The result of the modelling exercise is a current annual protection gap of USD 153 billion, assuming an average catastrophe loss year. In absolute terms, the US, Japan and China account for more than half of that, with a combined insurance shortfall of USD 81 billion. In emerging markets, on average 80-100% of economic losses are uninsured, which means that natural hazards could significantly deplete resources of smaller and more vulnerable economies.

"The greatest extent of underinsurance is in the world's largest three economies," says Kurt Karl, Chief Economist at Swiss Re. "Earthquake risk makes up the majority of the gap in the US and Japan. There are areas of high property value concentrations in both, a large amount of which is uninsured against earthquake risk, despite the relatively high frequency of quakes." In China, the main threats are floods in major industrial zones with high population and property values.

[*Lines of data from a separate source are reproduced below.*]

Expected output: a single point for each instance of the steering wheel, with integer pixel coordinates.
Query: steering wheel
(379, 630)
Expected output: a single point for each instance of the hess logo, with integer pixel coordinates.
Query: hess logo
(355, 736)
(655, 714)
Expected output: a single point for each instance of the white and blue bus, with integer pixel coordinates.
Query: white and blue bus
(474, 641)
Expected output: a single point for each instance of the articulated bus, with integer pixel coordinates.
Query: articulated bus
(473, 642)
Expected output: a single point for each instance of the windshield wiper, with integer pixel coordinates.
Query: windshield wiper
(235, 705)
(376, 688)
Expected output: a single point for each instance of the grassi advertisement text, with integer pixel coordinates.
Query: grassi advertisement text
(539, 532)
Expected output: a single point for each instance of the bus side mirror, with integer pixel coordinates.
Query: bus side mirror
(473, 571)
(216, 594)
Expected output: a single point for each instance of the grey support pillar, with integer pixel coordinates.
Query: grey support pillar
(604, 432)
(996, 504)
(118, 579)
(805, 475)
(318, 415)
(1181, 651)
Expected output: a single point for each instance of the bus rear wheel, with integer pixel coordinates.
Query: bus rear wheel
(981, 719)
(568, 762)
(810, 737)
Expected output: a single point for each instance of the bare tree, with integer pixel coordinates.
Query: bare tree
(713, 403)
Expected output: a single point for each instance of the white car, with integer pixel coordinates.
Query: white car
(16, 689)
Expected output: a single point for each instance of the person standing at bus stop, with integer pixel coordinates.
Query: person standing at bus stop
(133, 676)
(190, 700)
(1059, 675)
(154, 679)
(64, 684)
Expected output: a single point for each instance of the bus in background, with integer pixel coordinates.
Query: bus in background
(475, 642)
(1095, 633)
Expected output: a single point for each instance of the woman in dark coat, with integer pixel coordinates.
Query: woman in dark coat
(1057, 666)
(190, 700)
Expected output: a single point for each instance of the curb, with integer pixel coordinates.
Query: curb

Underinsurance against other property risks

Property is at risk from perils other than natural catastrophes. These "general property risks" include fire, water damage, and burglary, etc. Many countries are underinsured for these risks relative to their peers with similar income levels. Using these higher insured countries as a benchmark for less insured ones, the study finds an additional significant protection gap of
USD 68 billion for these general property risks. Among the countries most underinsured are many high-growth economies. Here, while a rapidly growing middle class has been accumulating substantial new wealth, insurance buying still lags. An increase in asset values without a concurrent increase in take-up of insurance could lead to yet further underinsurance.

The estimated underinsurance for general property risk is conservative as it implies a zero protection gap in highly insured countries, which is not the case. There is still plenty of uninsured property arising from incumbent and recently emerging risks such as cyber and contingent business interruption.

Adding the general property risk number to the modelled natural catastrophe- related losses suggests a global property protection gap of USD 221 billion per annum. That's the level of expected claims which could have been pre- funded by a wider risk community rather than inflicting financial hardship on individual families, corporations and government entities.

Closing the underinsurance gap

There are different reasons for underinsurance, including factors like perception of risk, insurance knowledge, affordability, reliance on government post-disaster relief, lack of trust in insurers, and limited access and ease of doing business. Undervaluation of assets due to lack of information and awareness is another contributing factor. Certain risks – such as some peak natural catastrophe, terrorism, cyber or contingent business interruption risks – can challenge the bounds of insurability.

The challenge for the insurance industry is to focus on the needs of those who are totally uninsured or insufficiently insured. Closing the underinsurance gap will require that the industry continues to develop data and analytical tools to track the evolving landscape of new risks and exposures, not only of natural catastrophes, but also of perils that are difficult to quantify such as terrorism, cyber, and supply chain risks. Further innovation in products, processes, and distribution are needed to reach previously uninsured consumers and risks.

Insurers cannot act alone. They require supportive regulatory environments, risk information and, in specific cases such as terrorism or high-risk flood zones, government involvement to extend coverage capacity. Successfully addressing property underinsurance requires a coordinated effort and innovative thinking by both the public and private sectors.